Daily business and finance update 27th January 2023
UK car industry hits seven decade low
Good morning. A record number of people switched their bank account in the final three months of 2022 driven by cash incentives of up to £200. In total 376,107 switches made the move which is still a tiny proportion of the millions of current accounts in the UK with the average account relationship lasting 17 years.
Big Stories

UK car industry hits seven decade low
The number of cars made in the UK in 2022 was 775,000 - the fewest since 1956, according to figures released by the industry body yesterday. British car production has plunged over 40% since 2019 and every year since the Brexit vote in 2016. The pandemic disrupted global car parts supply chains with chip shortages especially acute and damaging to car manufacturing.
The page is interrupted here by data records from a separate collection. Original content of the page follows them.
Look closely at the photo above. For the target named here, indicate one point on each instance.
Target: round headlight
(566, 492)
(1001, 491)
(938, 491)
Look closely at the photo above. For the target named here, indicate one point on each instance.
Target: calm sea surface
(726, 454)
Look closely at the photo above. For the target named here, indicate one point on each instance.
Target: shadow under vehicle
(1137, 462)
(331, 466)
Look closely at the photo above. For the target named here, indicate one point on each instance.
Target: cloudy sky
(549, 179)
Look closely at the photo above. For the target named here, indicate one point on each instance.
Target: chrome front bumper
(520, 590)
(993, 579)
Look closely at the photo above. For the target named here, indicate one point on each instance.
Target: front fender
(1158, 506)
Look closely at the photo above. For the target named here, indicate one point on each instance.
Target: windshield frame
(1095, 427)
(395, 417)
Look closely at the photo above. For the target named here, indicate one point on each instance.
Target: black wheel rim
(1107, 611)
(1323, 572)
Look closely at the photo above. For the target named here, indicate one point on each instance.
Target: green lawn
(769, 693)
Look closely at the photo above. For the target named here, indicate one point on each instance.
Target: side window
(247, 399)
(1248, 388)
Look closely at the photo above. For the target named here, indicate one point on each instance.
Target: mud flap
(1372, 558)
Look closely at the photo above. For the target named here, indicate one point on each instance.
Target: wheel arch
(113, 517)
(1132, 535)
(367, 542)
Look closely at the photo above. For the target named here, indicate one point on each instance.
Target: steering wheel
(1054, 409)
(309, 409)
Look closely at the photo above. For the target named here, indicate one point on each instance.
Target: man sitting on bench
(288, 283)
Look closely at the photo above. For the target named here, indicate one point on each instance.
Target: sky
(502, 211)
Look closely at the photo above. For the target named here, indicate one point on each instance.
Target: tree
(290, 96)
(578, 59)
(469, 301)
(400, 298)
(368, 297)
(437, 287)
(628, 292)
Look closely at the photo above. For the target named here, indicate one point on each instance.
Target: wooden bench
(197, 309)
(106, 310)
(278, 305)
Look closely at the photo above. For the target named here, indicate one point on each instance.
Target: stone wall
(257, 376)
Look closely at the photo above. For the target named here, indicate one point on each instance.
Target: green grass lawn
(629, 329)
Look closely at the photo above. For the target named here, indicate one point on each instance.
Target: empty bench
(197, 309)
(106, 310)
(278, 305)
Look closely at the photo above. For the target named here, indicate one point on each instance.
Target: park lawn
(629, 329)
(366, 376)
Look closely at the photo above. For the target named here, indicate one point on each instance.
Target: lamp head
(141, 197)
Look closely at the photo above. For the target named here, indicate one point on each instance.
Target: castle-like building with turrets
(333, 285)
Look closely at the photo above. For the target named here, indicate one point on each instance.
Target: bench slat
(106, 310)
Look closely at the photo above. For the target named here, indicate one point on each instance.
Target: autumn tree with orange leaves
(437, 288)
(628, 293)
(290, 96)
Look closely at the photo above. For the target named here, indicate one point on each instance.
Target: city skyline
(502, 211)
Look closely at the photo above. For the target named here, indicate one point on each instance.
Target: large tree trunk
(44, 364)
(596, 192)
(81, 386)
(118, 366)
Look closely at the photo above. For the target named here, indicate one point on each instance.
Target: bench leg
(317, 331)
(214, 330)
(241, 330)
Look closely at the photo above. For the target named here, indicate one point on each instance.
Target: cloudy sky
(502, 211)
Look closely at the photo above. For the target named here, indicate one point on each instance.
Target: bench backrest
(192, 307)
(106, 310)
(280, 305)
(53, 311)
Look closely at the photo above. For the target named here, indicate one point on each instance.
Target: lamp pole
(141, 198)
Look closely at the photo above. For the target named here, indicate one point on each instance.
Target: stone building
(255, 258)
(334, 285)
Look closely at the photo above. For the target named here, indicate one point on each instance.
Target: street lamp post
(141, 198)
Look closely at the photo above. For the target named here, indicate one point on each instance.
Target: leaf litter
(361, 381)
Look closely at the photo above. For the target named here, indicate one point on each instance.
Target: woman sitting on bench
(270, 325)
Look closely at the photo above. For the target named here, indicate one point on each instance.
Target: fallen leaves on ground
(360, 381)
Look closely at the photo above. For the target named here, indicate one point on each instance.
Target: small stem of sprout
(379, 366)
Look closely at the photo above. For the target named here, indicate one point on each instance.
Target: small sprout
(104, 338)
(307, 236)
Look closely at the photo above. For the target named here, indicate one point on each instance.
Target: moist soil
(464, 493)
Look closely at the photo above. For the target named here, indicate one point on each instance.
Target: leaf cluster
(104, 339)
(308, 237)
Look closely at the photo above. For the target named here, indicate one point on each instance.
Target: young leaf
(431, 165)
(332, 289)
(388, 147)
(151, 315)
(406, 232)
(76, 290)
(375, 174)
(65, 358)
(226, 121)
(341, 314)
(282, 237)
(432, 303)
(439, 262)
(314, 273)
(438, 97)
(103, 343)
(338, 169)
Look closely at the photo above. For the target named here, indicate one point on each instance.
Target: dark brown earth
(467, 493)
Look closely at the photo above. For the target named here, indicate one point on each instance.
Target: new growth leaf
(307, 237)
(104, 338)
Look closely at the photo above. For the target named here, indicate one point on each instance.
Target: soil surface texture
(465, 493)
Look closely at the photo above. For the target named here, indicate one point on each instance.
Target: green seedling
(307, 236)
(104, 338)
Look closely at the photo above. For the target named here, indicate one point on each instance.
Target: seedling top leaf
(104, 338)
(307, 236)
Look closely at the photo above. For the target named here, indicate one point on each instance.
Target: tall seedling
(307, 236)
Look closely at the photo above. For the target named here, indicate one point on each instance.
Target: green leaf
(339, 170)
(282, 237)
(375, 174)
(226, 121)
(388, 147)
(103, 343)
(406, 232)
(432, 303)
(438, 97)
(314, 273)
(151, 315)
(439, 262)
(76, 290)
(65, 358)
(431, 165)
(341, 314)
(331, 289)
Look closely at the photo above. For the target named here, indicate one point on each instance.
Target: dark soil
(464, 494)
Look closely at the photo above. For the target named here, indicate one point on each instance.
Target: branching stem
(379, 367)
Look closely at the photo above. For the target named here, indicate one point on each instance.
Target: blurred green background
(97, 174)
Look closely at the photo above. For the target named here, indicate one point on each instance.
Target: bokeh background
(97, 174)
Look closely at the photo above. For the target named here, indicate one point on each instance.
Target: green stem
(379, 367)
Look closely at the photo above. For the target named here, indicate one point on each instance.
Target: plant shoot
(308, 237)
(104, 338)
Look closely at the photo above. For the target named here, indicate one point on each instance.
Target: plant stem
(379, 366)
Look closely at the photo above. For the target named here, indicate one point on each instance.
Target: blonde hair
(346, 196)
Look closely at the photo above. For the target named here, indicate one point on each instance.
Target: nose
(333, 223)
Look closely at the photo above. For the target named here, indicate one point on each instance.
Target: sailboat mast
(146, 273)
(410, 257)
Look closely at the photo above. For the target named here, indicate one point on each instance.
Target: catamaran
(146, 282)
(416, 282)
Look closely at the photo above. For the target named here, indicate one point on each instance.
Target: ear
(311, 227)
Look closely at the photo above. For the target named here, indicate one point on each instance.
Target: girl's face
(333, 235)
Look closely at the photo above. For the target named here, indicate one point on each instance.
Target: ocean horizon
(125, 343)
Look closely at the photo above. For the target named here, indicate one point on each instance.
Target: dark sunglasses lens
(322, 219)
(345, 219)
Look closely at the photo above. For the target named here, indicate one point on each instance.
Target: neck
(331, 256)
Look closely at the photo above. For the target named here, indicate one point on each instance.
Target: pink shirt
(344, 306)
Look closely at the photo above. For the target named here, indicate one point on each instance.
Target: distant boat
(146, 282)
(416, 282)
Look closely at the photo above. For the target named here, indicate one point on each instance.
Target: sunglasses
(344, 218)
But the UK has suffered a series of setbacks including factory closures and the recent demise of Britishvolt, the homegrown battery startup once badged as the key to the country's transition to electric cars.
US economy holds strong
New figures released yesterday showed that the American economy proved unexpectedly resilient in 2022. GDP grew by 2.9% in the final three months of the year, less than the 3.2% expansion over the previous quarter but better than the 2.6% expected by economists. There were concerns that decades-high inflation and rising interest rates could dampen consumer spending, the main driver of growth in the world’s largest economy, and lead to a recession. Although many economists still expect the country to fall into a mild recession later this year.
Asda cuts back
The UK’s third biggest supermarket unveiled restructuring plans that include cutting pay for 4,300 workers and slashing 300 roles. Asda wants to move some overnight restocking shifts to the daytime, putting some night shift manager roles at risk. It also plans to reduce opening times for in-store Post Office branches and to close seven of its in-store pharmacies. Asda says the changes will drive efficiency but plans are likely to face stiff opposition from unions. The news comes as grocers look for ways to retain profits amid rising inflation in food, energy and labour as well as competition from discounters like Aldi and Lidl.
Shell mulls UK retail exit
Yesterday the oil giant announced it’s considering leaving its retail business in the UK in the wake of "tough market conditions". Shell supplies 1.4m homes with energy and about 500,000 with broadband. Retail energy suppliers have struggled over the past year with soaring wholesale prices following the war in Ukraine with more than 30 providers collapsing since 2021. Conversely during that period Shell’s wholesale and business-to-business arms have profited from the rising energy prices helping the company post record profits. A final decision is expected in a few months and an exit could put 2,000 jobs at risk.
Elsewhere...
Expanding pound: Discount retailer Poundland has unveiled plans to open and relocate at least 50 new stores over the next nine months in a move set to create up to 800 jobs.
Drinks up: Guinness maker Diageo has beaten expectations with surging sales and boosted profits as consumers splashed out on higher-priced and premium tipples.
End of an era: Netflix will end free password sharing in UK within months.
Jetting away: Package holiday firm Jet2 has raised its profit expectations amid soaring winter bookings.
Banking profits: TSB’s 5,700 staff and executives are to share a 10% bigger bonus pot this year, after rising interest rates pushed the bank’s annual profits to record highs.
Shutting up: Natwest will close a further 23 branches between April and June this year as the shuttering of its presence on Britain’s high streets picks up pace.
Counting losses: Collapsed crypto exchange FTX’s complete list of creditors was released. It includes Goldman Sachs, Google and Netflix, among thousands of other creditors.